By "unicode", most people intend the UTF-8 encoding. This is an eight-bit wide variable length encoding, which means that it uses groups of eight bits (i.e., a byte) of varying length to encode characters. For instance, 'a' takes one byte to represent, while '与' tales two. We'll see more of '与' in a minute, don't worry.


  1. Despite the name, there are several different ways to actually represent unicode "codepoints" (as they call them). In particular, Microsoft currently uses UTF-16, which is a sixteen-bit wide variable length encoding. Previously, they used UCS-2, which is the same as UTF-16 but fixed width (i.e., all characters are 16 bits wide, which is 2 bytes, hence the name). UCS-2 is a strict subset of UTF-16, so migration on their part was not impossible, and occurred after there were more codepoints in the unicode standard than could be represented in UCS-2.

  2. Variable-width encodings are unisuitable for some applications.

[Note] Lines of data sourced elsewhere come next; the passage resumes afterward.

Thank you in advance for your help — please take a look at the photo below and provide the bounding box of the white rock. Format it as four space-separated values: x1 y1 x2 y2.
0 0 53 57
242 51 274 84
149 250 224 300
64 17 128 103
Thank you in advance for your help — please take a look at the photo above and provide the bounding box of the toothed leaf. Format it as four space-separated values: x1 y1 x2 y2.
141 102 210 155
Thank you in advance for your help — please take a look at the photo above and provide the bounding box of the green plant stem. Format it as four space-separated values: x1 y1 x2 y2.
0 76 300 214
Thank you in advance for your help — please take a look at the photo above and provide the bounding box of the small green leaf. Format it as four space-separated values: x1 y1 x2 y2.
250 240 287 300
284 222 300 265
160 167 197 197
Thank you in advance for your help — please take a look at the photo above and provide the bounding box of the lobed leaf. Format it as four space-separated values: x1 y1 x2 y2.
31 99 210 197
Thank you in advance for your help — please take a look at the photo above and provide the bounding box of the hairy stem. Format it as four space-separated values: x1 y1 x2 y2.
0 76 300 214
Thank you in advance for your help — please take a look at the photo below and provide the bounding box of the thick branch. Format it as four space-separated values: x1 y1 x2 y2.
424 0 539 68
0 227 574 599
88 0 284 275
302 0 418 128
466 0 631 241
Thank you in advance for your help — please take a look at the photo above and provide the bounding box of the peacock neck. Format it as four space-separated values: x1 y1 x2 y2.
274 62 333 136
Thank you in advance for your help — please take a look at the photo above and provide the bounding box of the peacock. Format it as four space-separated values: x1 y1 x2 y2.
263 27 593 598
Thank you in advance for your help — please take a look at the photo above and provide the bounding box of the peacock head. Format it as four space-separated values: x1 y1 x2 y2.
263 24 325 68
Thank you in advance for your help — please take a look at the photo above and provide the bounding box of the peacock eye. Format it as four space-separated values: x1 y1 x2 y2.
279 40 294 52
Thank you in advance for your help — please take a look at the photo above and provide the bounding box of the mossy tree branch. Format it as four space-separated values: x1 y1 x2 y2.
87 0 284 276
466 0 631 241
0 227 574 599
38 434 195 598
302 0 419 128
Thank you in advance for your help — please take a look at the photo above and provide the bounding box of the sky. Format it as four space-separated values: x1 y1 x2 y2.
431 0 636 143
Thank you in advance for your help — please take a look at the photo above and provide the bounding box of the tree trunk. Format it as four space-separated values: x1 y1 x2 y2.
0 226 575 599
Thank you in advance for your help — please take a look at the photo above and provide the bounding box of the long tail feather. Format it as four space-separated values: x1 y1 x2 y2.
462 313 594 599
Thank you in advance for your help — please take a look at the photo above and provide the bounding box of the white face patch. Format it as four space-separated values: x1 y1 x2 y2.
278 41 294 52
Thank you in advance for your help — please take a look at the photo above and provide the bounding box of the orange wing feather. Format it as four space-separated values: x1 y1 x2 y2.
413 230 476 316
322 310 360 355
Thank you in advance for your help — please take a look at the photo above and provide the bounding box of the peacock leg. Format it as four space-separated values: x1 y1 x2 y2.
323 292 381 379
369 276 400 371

It is very useful to be able to seek arbitrarily into a string in many cases, and one cannot do this in UTF-8. To address the need for a fixed-width encoding (in some applications), there is also UCS-4 (or UTF-32). UCS-4 is identical to UCS-2 except that it is 4 bytes wide instead of 2. Because of the enormity of its size, it will be able to represent all of everything that could possibly be put into the unicode standard in the time between now and our deaths, many times. We will see more of UCS-4 in a moment.

  3. There isn't a clear understanding of how big anything is. Something of an outgrowth of the previous problem, to be sure, but not every codepoint is printable. Unicode, as a superset of ASCII, retains control characters; it also makes the problem worse by encoding display information as well, such as text direction. As a result, in order to know how much display space is required to print a unicode string, one has to parse the string.

  4. Converting between unicode encodings is not easy. Of course going, for instance, from UCS-2 to UCS-16 is easy, but the conversion the other direction can just fail. Additionally, in order to convert anything to or from UTF-8, it's easiest to just convert to UCS-4 because the characters aren't clearly related otherwise.

  5. Unicode is not tightly packed. As an encoding, UCS-2 and UCS-4 have substantially fewer characters than 2^16 and 2^32, respectively. (UCS-4 is limited to around 2^21.) This is a consequence of other properties of the encoding useful for variable width, such as being able to recover character boundaries in a stream. While this is novel, I don't consider it useful and indeed know of no instances where it is used.

  6. It fails its primary goal. First, look at this chart of UTF-8 adoption. It shows that UTF-8 has largely driven out other codings, with the exception of the JIS-variants. JIS is a method of encoding Japanese, so what's up with that? Well, in an effort to keep this encoding small, the Unicode consortium decided to unify characters with common origin: the Han glyphs. The result is
    (This is a screenshot of this wikipedia article showing some of the problematic characters as a result of this decision, in my browser which doesn't have particularly many fonts, by me, a non-speaker of all these languages.

  7. It's too big. When the goal of keeping it small was abandoned, they brought in the kitchen sink. Since codepoints in the higher ranges are used (i.e., emoji), this means that the encoding isn't even particularly compact for Latinate encoding anymore in common use. To make this maximally absurd, I was reading this last week as well.

I actually don't have a better closer than that last link. I can't even parody that anymore.